As the case of Dr. Beverly Hall and her associates unfolds, we should recognize the power behind the scandal as well as the defendants themselves.  The mindless faith in the authority of standardized test scores possessed a city to support a demagogue and her agenda.  No regime could survive so many years without the implicit belief that rising scores were conclusive evidence of success in the public schools.  Lies can masquerade as truth only when we have given the demon power to deceive us.

 

 

Block Grants

Dear Congressman Ryan:

I am weary of hearing about the “block grants” for medicare and medicaid offered by your budget, which seem to address health care by local management of funds.  Your budget is a smokescreen for sharply curtailing benefits and depriving the most needy of essential services.
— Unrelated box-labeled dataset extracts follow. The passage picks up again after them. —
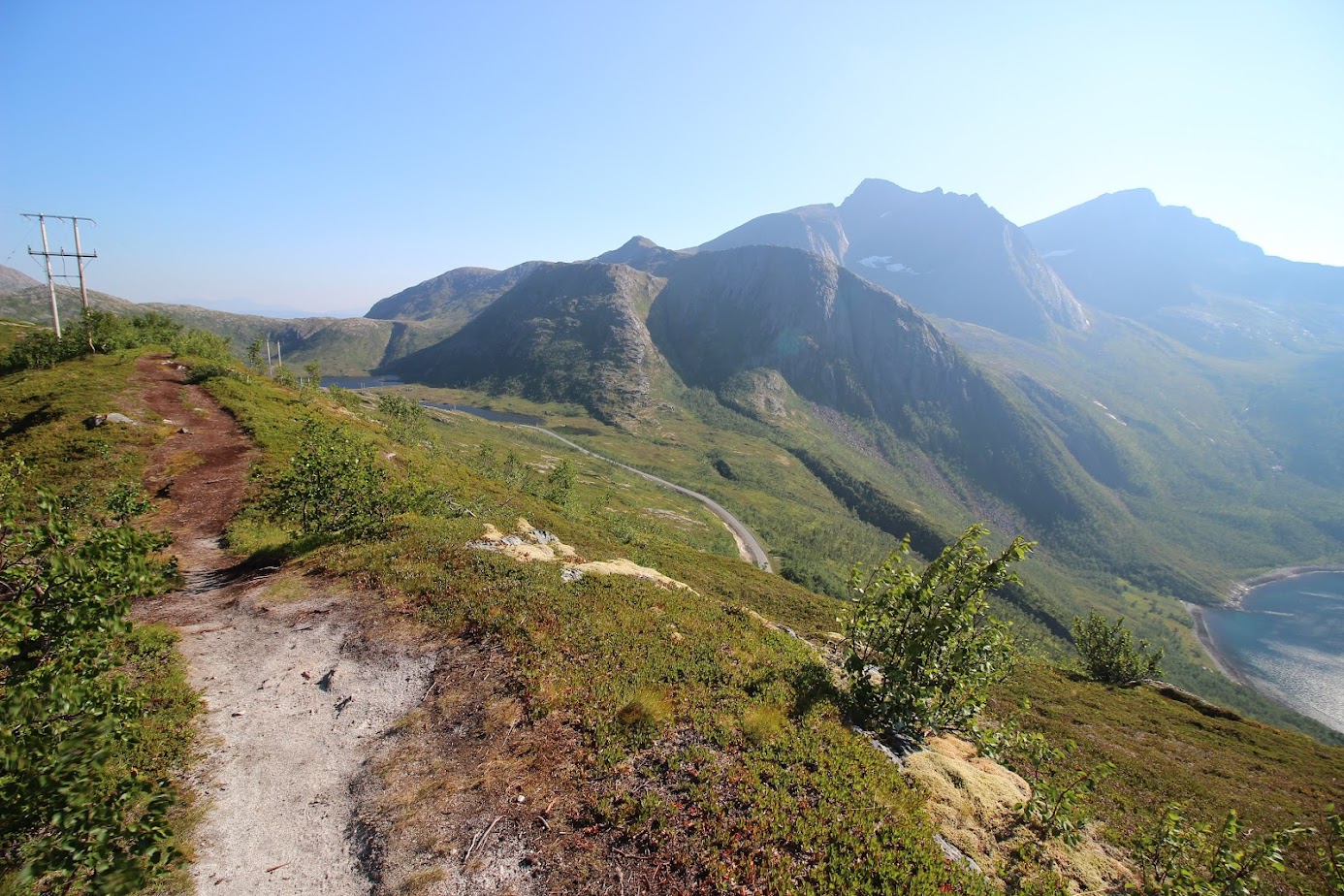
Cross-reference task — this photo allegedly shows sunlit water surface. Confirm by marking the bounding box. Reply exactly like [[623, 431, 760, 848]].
[[1204, 572, 1344, 731]]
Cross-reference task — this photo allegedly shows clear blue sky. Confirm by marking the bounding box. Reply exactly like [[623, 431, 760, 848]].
[[0, 0, 1344, 311]]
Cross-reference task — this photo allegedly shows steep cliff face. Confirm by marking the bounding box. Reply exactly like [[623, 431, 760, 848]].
[[649, 246, 1085, 526], [389, 264, 662, 425], [1023, 189, 1344, 356], [700, 180, 1089, 339]]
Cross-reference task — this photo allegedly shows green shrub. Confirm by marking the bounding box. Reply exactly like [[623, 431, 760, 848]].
[[844, 526, 1034, 739], [264, 418, 408, 534], [1073, 611, 1164, 686], [0, 464, 176, 893], [1316, 803, 1344, 896], [1131, 805, 1309, 896], [377, 393, 429, 445]]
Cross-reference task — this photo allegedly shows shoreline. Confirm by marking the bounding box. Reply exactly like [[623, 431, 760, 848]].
[[1181, 598, 1252, 703], [1181, 564, 1344, 728], [1226, 562, 1344, 610]]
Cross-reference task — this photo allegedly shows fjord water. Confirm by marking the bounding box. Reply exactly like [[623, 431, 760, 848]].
[[1204, 572, 1344, 731]]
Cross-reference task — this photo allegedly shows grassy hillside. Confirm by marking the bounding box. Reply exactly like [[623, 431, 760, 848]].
[[8, 340, 1344, 895], [216, 360, 1344, 892]]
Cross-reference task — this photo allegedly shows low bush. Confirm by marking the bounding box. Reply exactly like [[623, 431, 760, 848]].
[[844, 526, 1032, 739], [1073, 611, 1164, 686]]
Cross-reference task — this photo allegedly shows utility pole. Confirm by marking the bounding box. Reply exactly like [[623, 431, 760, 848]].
[[24, 213, 98, 349]]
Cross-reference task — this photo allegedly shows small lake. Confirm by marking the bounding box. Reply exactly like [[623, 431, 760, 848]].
[[323, 375, 401, 388], [421, 401, 546, 426], [1204, 572, 1344, 731]]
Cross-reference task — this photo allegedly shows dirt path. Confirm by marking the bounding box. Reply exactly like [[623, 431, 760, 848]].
[[135, 356, 432, 896]]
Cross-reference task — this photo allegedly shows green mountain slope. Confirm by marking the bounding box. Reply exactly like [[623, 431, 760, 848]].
[[700, 178, 1087, 339]]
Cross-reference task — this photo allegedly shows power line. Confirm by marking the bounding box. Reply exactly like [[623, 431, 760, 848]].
[[23, 213, 98, 349]]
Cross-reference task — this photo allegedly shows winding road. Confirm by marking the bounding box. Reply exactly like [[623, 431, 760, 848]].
[[527, 426, 774, 572]]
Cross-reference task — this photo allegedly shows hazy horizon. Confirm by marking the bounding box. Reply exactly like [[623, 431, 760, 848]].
[[0, 1, 1344, 314]]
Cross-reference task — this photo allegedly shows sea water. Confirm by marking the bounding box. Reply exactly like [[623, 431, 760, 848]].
[[1204, 572, 1344, 731]]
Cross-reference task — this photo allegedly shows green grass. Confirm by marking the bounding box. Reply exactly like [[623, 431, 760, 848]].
[[0, 355, 201, 893], [196, 360, 1344, 892], [993, 665, 1344, 893]]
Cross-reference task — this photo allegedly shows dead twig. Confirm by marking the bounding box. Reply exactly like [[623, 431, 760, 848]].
[[463, 816, 504, 865]]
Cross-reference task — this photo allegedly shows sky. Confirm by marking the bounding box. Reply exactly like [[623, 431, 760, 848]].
[[0, 0, 1344, 314]]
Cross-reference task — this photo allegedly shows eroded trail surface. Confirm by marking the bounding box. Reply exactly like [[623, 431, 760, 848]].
[[136, 357, 432, 896]]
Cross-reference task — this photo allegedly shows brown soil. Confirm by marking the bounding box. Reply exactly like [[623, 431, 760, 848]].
[[133, 356, 432, 896], [124, 356, 645, 896]]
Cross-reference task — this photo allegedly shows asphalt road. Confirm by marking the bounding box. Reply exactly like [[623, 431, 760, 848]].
[[528, 426, 774, 572]]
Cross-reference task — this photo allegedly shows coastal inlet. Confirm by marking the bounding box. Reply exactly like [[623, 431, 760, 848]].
[[1201, 571, 1344, 731]]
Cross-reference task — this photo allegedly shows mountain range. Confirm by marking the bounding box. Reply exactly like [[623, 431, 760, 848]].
[[0, 180, 1344, 725]]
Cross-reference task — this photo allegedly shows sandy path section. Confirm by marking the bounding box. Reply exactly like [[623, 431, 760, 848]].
[[135, 357, 432, 896]]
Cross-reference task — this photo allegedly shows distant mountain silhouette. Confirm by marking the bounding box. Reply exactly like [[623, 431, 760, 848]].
[[0, 265, 42, 293], [1023, 189, 1344, 355], [699, 178, 1089, 339], [365, 262, 544, 329]]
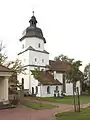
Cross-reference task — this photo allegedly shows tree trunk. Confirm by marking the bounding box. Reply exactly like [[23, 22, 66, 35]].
[[73, 83, 76, 112]]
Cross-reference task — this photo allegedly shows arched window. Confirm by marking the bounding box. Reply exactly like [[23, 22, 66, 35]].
[[47, 86, 50, 94], [42, 59, 44, 63], [36, 86, 38, 94], [56, 86, 58, 91], [38, 43, 40, 48], [22, 44, 24, 49]]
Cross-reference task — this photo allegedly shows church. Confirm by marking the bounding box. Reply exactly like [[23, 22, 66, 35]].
[[18, 12, 80, 97]]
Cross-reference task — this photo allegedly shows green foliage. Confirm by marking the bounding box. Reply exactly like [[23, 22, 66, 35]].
[[55, 54, 84, 84], [24, 102, 56, 110], [25, 96, 90, 104]]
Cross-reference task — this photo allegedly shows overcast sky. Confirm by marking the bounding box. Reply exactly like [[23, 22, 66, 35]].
[[0, 0, 90, 70]]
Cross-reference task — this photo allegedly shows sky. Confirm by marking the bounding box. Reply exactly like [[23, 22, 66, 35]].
[[0, 0, 90, 70]]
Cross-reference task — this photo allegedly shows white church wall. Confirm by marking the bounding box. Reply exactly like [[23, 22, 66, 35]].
[[24, 37, 44, 51], [29, 75, 38, 94], [29, 51, 49, 66]]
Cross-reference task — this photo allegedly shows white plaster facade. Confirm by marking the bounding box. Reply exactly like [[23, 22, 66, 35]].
[[18, 13, 80, 97]]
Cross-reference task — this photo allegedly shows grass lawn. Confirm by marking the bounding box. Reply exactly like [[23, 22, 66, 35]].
[[56, 108, 90, 120], [24, 102, 57, 110], [25, 96, 90, 104]]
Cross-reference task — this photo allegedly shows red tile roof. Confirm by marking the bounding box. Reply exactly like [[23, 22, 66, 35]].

I remember block grants for education in the 1980’s. I was a high school English teacher, working in an urban district in Massachusetts.  Our English department was thriving with young, enthusiastic professionals meeting the needs of an influx of Cape Verdean migrants and children who had moved out of Boston into the outlying cities and suburbs.

Suddenly the city was so cash-strapped that it had to lay off its youngest and most dynamic teachers. We were arrayed on RIF (“Reduction-in-Force”) lists and watched as these new teachers were chopped from their positions without hope for re-employment. All the schools in Massachusetts faced with the same predicament. There were no jobs to re-hire them.

Class sizes ballooned to 35, 40 and in rare cases 50.  Students who had been supported by special education and ESL teachers were neglected as the caseloads exploded. The teachers’ union was driven to striking if only to protect class sizes, but years of no cost-of-living increases ensued as well. Morale was never lower in public schools in that decade.

Concurrently the “Nation at Risk” report was issued, and we learned about all the shortcomings of our schools in the light of international competition and the raising of entry level job requirements.  We could only shake our heads in despair, realizing there were no funds available to change our programs. Funding for curriculum development, new courses and professional development was non-existent.

If you had ever been on the receiving end of “block grants,” you would never  so blithely offer them as solutions to our budget crisis. Your top-down world view obscures the actual impact of your so-called solutions to trimming the deficit.  You have no idea how many teachers left the profession forever in the 1980’s because they could not find a job. You have no idea how many students left school, because they could not get the services they needed to pass their courses.  These are the long-term, irreversible effects of block grants.

Your budget is the triumph of conviction over experience.  You and your Congressional colleagues can not comprehend the effects of your Grand Design on ordinary citizens and their children. If you could, you would not offer untenable reductions alongside tax relief for the most wealthy.  You could not claim to be serving the interests of your constituents who send their children to public and charter schools.

If we can not afford to pay the best teachers, provide the best services, both educational and medical, and to cover life-saving drugs and nursing care, what can we afford to pay?  Block grants will never adequately address these needs.